A while back, I wrote about writing a shell in C, a task which lets you peek under the covers of a tool you use daily. Underneath even a simple shell are many operating system calls, like read, fork, exec, wait, write, and chdir (to name a few). Now, it’s time to continue this journey down another level, and learn just how these system calls are implemented in Linux.
Before we start implementing system calls, we’d better make sure we understand exactly what they are. A naive programmer—like me not that long ago—might define a system call as any function provided by the C library. But this isn’t quite true. Although many functions in the C library align nicely with system calls (like chdir), other ones do quite a bit more than simply ask the operating system to do something (such as fork or fprintf). Still others simply provide programming functionality without using the operating system, such as qsort and strtok.
In fact, a system call has a very specific definition. It is a way of requesting that the operating system kernel do something on your behalf. Operations like tokenizing a string don’t require interacting with the kernel, but anything involving devices, files, or processes definitely does.
System calls also behave differently under the hood than a normal function.
Rather than simply jumping to some code from your program or a library, your
program has to ask the CPU to switch into kernel mode, and then go to a
predefined location within the kernel to handle your system call. This can be
done in a few different ways, such as a processor interrupt, or special
instructions such as syscall
or sysenter
. In fact, the modern way of making
a system call in Linux is to let the kernel provide some code (called the VDSO)
which does the right thing to make a system call. Here’s
an interesting SO question on the topic.
Thankfully, all that complexity is handled for us. No matter how a system call is made, it all comes down to looking up the particular system call number in a table to find the correct kernel function to call. Since all you need is a table entry and a function, it’s actually very easy to implement your own system call. So let’s give it a shot!
Unlike my previous articles on kernel development, implementing a system call is not something you can do in a kernel module. Instead, you must actually get a copy of the Linux source, modify it, compile it, and boot it. This is something you could do directly on your main computer (if you run Linux), but it’s probably best to try this out on a virtual machine! For this example, we’ll be using VirtualBox, so install it if you don’t already have it.
Although you can mess around with setting up a virtual machine manually, it’s
more worth your time to simply download a pre-installed virtual machine. You can
download a premade Arch Linux machine here. In this article, I’ll be
using the 201608 CLI version for VirtualBox. Download and unzip it. Create a new
virtual machine in VirtualBox, and when it asks about a hard disk file, choose
the vdi
file you downloaded. Create and run your virtual machine, and you
should be greeted with a CLI login screen. The root password should have been
noted on the download page (mine was osboxes.org
).
Note: if you have a multicore machine, it would be a good idea to edit your VM
settings to allow it to use more than one core.
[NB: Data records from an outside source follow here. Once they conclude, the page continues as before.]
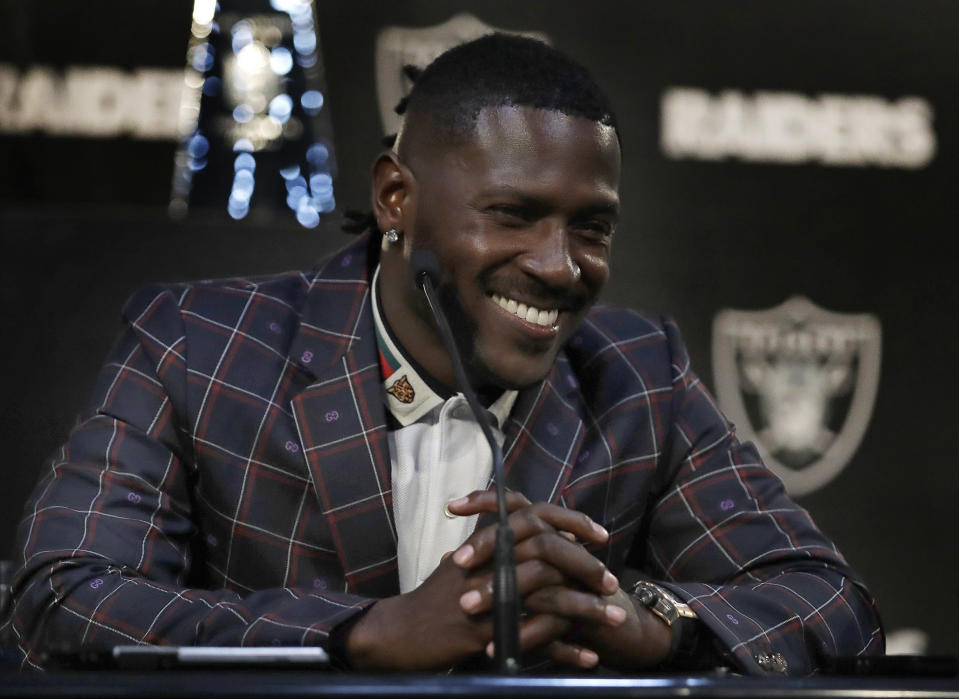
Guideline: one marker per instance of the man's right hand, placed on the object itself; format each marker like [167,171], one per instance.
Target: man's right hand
[431,628]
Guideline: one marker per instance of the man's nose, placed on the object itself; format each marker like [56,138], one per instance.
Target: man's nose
[549,257]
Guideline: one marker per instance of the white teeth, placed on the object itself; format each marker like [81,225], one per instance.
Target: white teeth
[530,314]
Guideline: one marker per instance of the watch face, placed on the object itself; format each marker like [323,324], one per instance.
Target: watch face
[647,596]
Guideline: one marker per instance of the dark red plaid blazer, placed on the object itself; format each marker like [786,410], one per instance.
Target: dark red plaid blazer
[229,483]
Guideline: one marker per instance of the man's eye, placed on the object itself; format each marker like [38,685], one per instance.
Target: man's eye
[511,215]
[595,227]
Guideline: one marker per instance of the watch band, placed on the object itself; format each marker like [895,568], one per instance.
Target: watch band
[662,602]
[676,614]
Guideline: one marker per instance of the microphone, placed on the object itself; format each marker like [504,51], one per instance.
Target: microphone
[427,272]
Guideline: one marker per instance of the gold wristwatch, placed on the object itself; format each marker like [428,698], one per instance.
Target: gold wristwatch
[662,602]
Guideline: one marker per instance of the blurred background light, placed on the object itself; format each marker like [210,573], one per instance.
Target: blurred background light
[253,102]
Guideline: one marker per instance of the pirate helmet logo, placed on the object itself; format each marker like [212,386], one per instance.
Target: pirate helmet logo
[800,382]
[402,390]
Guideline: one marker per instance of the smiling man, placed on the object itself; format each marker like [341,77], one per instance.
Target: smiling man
[286,461]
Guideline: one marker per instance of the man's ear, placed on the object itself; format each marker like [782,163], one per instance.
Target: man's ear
[392,189]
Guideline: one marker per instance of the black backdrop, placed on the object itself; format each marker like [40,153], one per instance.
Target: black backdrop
[84,221]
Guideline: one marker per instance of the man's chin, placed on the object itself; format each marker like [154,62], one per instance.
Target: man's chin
[510,375]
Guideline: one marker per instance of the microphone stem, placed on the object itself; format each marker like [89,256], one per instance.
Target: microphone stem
[505,595]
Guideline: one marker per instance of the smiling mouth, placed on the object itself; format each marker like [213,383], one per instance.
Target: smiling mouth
[530,314]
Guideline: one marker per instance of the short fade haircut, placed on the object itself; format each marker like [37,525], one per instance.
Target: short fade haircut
[504,70]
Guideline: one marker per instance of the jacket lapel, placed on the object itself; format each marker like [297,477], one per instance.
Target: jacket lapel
[342,423]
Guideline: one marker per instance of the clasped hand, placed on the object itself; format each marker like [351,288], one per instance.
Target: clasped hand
[574,609]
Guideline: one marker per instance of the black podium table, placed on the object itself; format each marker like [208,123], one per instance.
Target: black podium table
[198,683]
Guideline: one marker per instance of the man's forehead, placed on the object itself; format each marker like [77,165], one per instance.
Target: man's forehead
[524,130]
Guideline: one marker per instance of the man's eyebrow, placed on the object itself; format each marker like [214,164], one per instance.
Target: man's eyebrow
[527,199]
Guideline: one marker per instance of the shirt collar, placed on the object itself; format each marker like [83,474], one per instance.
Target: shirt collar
[407,390]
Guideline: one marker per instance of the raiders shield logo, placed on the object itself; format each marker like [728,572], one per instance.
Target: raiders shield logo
[800,382]
[402,390]
[397,47]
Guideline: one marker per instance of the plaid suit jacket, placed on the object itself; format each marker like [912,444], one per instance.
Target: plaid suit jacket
[229,483]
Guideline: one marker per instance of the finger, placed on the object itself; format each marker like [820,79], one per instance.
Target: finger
[574,604]
[571,654]
[545,631]
[537,631]
[574,563]
[526,522]
[485,501]
[531,575]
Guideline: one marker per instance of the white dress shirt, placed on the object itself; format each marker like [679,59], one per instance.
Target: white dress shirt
[437,454]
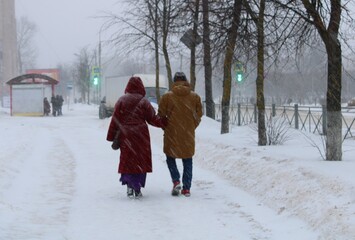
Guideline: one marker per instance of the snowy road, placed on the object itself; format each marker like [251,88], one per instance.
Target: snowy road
[58,179]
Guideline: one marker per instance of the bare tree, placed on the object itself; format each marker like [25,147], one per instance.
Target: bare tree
[229,53]
[82,74]
[26,50]
[210,106]
[324,17]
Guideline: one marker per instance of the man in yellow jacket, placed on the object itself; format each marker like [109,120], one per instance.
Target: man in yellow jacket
[183,109]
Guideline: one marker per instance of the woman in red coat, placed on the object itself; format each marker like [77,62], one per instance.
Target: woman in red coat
[131,115]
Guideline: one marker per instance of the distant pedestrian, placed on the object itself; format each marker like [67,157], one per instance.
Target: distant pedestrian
[60,100]
[183,109]
[46,107]
[54,105]
[130,117]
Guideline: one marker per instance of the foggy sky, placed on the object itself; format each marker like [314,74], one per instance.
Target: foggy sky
[64,26]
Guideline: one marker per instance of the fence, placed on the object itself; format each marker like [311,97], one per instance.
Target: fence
[309,119]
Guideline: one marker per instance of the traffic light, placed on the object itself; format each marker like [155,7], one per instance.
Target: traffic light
[239,77]
[96,80]
[239,72]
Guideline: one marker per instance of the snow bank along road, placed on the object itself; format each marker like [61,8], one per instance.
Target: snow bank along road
[58,180]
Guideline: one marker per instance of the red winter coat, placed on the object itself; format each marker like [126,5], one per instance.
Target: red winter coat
[133,112]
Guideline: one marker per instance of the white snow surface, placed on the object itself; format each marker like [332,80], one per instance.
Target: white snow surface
[59,180]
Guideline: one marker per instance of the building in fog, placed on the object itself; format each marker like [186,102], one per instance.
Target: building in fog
[8,47]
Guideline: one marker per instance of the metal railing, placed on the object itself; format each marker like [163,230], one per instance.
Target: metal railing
[300,117]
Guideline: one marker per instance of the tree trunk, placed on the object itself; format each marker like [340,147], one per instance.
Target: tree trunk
[227,79]
[329,37]
[334,117]
[193,49]
[156,50]
[166,15]
[210,107]
[260,101]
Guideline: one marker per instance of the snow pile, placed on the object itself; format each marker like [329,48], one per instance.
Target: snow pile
[291,179]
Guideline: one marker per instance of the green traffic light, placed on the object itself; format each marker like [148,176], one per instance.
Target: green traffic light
[96,80]
[239,77]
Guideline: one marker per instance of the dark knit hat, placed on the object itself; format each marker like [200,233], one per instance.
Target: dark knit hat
[180,76]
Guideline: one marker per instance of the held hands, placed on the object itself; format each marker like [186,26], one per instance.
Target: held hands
[165,122]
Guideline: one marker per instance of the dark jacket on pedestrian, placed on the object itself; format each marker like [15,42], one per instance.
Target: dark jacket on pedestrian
[183,109]
[131,114]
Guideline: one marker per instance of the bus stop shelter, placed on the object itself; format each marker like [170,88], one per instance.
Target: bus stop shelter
[27,93]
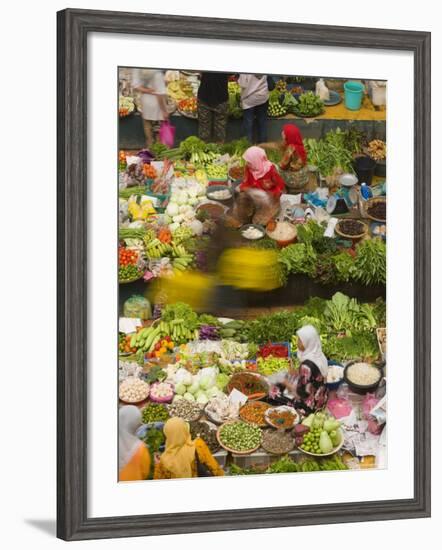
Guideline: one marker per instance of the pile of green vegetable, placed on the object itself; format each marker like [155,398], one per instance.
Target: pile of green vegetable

This will dramatically improve
your compile times, so long as you substitute make -jN
for
make
in all following commands, where N is the number of cores you give
your VM access to.
The first preparation step you should take is to install bc
, a build-time
dependency of Linux that isn’t included in the virtual machine. Unfortunately,
this will require that you update the virtual machine first. Note that every
command I give in this article should be run as root, which shouldn’t be hard,
because the only user on your VM is, in fact, root.
$ pacman -Syu
$ pacman -S bc
$ reboot
You have to reboot because the kernel will almost certainly be updated, and we want to make sure we’re running the kernel we have installed before continuing with the rest of this process.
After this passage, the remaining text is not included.